Attraverso le testimonianze di coloro che sono stati protagonisti delle trasformazioni e degli usi dello strumento, il documentario traccia un percorso che ne delinea i vari passaggi storici, intersecando aspetto popolare e sperimentazione. Le voci sono, infatti, le più disparate: da uno dei pionieri come Morton Subotnick, con il suo Silver Apples Of The Moon, ad autori della New wave come Gary Numan, fino a Trent Reznor dei Nine Inch Nails.

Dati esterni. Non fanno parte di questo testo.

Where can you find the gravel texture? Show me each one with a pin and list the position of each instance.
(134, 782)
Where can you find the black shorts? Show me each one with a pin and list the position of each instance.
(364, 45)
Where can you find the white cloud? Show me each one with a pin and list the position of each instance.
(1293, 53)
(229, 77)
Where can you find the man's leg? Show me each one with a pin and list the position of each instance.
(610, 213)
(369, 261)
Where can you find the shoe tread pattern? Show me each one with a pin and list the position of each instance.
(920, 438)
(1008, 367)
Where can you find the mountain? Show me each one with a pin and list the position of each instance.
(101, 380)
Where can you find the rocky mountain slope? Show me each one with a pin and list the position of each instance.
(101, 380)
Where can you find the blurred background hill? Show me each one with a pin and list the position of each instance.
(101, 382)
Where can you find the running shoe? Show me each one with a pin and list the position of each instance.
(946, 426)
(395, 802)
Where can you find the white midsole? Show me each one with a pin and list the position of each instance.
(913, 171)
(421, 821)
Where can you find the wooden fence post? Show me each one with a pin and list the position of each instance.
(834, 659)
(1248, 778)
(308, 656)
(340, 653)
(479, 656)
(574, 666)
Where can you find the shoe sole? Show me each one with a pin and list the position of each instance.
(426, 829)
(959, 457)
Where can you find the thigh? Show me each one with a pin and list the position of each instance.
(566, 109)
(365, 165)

Gli intrecci riguardano principalmente il rapporto fra lo sviluppo tecnologico del mezzo e la sua espansione nella società, sia dal punto di vista delle dimensioni – si pensi ai cosiddetti “armadi”, come quello utilizzato da Keith Emerson, e alla messa in commercio del Minimoog nel 1970 – sia a proposito della caduta dell’analogico (causata dall’arrivo del digitale) e la sua successiva rinascita.

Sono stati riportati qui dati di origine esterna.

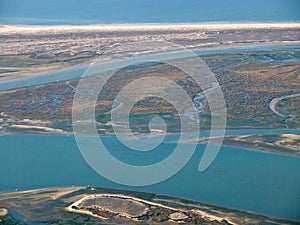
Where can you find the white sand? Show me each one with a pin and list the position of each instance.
(139, 27)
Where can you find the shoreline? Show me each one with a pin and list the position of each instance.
(152, 26)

Gli approfondimenti e le immagini mostrate permettono di entrare nel vivo dei luoghi dove sono avvenuti questi cambiamenti e della loro relazione col tempo. Lo stretto legame con un’epoca di forte sviluppo scientifico, quella del primo sintetizzatore RCA Mark II, viene sottolineato dalla sua creazione negli edifici del Computer Music Center della Columbia University ad Harlem, precedentemente sede del Progetto Manhattan. Procede poi con la spinta personale di Robert Moog (laureato in fisica proprio alla Columbia) che, partendo dalla sua esperienza con il Theremin e con l’aiuto del compositore Herb Deutsch, tenta di sviluppare un sintetizzatore che possa entrare in casa. Il salto temporale che porta al ventunesimo secolo descrive un mondo molto più confusionario e contaminato, che forma la sua ripresa e le sue connessioni su particolari e appassionati punti di riferimento, come la Doepfer Musikelektronik, autrice del formato Eurorack, e lo SchneidersLaden di Berlino.